For the noisy speech spectrum |Y_r(i,k)|²and noise spectrum |W_r(i,k)|², the method of the present invention utilizes a sub-band over-subtraction mechanism to determine the estimate of clean speech spectrum |Ŝ_r(i,k)|², which is then processed by IFFT (Inverse Fast Fourier Transform) (Step S207) for being restored to enhanced frame signal ŝ_r(k). The method of the present invention partitions the frequency band into multiple sub-bands and performs over-subtraction on each sub-band to implement over-subtraction on each sub-band, it is first performed a sub-band SNR estimation (step S204) to estimate an SNR value for determining the over-subtraction factor of the sub-band. The SNR value can be obtained by a regression formula as follows:

{SNR}_{r} (i) = μ \cdot {SNR}_{r - 1}^{o} (i) + (1 - μ) \cdot 10 \cdot \log_{10} (\frac{\sum_{k \in sub - band i} {\langle Y_{r} (i, k) \rangle}^{2}}{\sum_{k \in sub - band i} {\langle W_{r} (i, k) \rangle}^{2}} - 1)

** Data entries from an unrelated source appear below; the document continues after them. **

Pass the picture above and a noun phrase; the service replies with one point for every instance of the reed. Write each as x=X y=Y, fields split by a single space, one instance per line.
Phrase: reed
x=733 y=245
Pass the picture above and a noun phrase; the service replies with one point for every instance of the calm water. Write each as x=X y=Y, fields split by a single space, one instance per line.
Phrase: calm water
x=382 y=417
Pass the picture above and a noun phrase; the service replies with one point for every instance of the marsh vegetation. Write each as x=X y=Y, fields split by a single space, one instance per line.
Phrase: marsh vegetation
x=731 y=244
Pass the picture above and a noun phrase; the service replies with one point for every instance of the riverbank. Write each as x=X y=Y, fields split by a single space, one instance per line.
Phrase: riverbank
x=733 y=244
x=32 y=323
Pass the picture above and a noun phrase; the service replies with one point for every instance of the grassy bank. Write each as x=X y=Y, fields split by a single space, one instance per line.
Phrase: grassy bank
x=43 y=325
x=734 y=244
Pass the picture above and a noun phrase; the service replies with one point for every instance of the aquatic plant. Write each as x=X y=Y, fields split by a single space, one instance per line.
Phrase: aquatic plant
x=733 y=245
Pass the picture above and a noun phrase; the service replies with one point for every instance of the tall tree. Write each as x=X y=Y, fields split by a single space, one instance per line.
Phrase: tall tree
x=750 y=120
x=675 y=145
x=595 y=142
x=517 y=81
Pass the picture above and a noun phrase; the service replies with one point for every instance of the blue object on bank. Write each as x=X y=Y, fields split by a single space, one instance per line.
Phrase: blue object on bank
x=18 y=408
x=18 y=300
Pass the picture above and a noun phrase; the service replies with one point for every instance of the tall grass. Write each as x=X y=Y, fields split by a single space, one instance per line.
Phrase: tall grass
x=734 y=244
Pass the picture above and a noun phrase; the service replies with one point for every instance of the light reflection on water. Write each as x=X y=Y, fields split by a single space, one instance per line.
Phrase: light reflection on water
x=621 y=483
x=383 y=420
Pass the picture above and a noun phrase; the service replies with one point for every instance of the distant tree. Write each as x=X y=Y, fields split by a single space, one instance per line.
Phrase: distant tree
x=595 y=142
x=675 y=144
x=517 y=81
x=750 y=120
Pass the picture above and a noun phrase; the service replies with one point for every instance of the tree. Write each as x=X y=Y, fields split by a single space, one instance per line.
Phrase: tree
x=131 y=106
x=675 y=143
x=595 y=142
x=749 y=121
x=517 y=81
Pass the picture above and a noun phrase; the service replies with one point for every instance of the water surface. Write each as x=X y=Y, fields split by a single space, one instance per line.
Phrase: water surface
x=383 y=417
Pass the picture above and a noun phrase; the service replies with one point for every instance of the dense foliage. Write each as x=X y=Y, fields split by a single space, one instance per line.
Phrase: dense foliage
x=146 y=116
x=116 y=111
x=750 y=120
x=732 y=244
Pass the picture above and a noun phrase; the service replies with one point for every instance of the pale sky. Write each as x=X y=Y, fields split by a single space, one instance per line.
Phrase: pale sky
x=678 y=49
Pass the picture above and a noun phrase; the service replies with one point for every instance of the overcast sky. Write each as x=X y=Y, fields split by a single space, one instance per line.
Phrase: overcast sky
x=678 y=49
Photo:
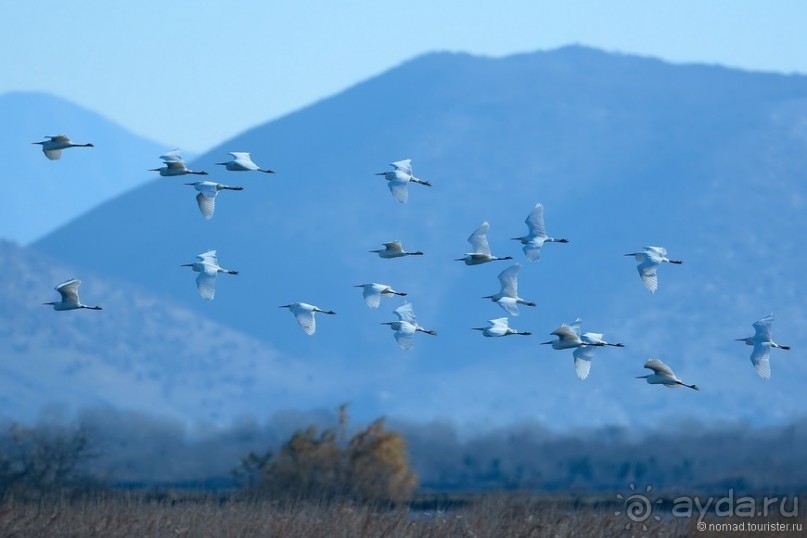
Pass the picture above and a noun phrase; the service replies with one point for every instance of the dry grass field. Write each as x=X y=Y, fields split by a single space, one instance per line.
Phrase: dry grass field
x=491 y=515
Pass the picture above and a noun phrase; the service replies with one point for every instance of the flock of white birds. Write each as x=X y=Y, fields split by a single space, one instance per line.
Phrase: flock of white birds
x=569 y=336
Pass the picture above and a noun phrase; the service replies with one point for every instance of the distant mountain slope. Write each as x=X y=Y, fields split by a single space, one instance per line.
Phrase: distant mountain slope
x=623 y=152
x=140 y=352
x=42 y=195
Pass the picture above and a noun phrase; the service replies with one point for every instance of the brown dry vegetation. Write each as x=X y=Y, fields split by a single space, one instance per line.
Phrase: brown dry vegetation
x=490 y=515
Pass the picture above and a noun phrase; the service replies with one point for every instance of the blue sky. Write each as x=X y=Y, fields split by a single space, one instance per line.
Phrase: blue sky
x=192 y=74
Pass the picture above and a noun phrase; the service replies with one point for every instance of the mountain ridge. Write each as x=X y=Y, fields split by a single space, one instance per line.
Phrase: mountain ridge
x=636 y=152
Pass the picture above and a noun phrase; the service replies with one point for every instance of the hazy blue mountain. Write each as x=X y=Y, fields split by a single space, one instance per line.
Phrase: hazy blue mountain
x=622 y=151
x=42 y=195
x=142 y=352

where I is the index of the sub-band, SNR_r(I) is the SNR estimate of the i-th sub-band for the r-th frame, |Y_r(i,k)²is the noisy speech spectrum of the r-th frame at the k-th frequency component of the i-th sub-band, |W_r(i,k)|²is the corresponding noise spectrum, μ is a predetermined weight in a range of 0<μ<1, and SNR_r-1 ^o(i) is the SNR of the sub-band for the previous frame after noise reduction, which is expressed by the following formula:

{SNR}_{r - 1}^{o} (i) = 10 \cdot \log_{10} \frac{\sum_{k \in sub - band i} {\langle {\hat{S}}_{r} (i, k) \rangle}^{2}}{\sum_{k \in sub - band i} {\langle W_{r} (i, k) \rangle}^{2}},

where |Ŝ_r(i,k)|²is the estimate of the clean speech spectrum of the previous, i.e., the (r−1)-th, frame after being processed in the sub-band i.

In step S205, the sub-band over-subtraction factor α_r(i) is determined based on the estimated sub-band SNR value SNR_r(i), and is expressed by the formula as follows:

α_{r} (i) = α_{0} (i) + {SNR}_{i} (i) \cdot \frac{1 - α_{0} (i)}{{SNR}_{1} (i)},

where α₀(i) is pre-selected over-subtraction factor when the actual SNR_r(i)=0 at sub-band i, and SNR₁(i) represents pre-selected SNR value when α_r(i)=1.

Once determining the over-subtraction factor α_r(i) for each sub-band i, it is able to perform spectral over-subtraction on each sub-band i (step S206), as expressed by the following formula:
|Ŝ _r(i,k)|² =|Y _r(i,k)|²−α_r(i)·|W _r(i,k)|²,
wherein the determined |Ŝ_r(i,k)|²is the clean speech spectrum at sub-band i for the r-th frame. After performing over-subtraction for each sub-band i, the IFFT is applied (step S207) to obtain the estimated enhanced frame signal ŝ_r(k).

In executing the aforementioned method, due to the small number of frequency samples in the lower bands, there will be large variation in sub-band SNR estimate when the noise is strong, which may cause an error in α_r(i) and influence the quality of the restored speech. To avoid such a problem, in step S205, the SNR value SNR_rof the whole frame is incorporated into modification of sub-band over-subtraction factors as follows:

- α_r(i)=α_maxif SNR_r<SNR_min,
  where SNR_minis pre-selected minimum value of SNR.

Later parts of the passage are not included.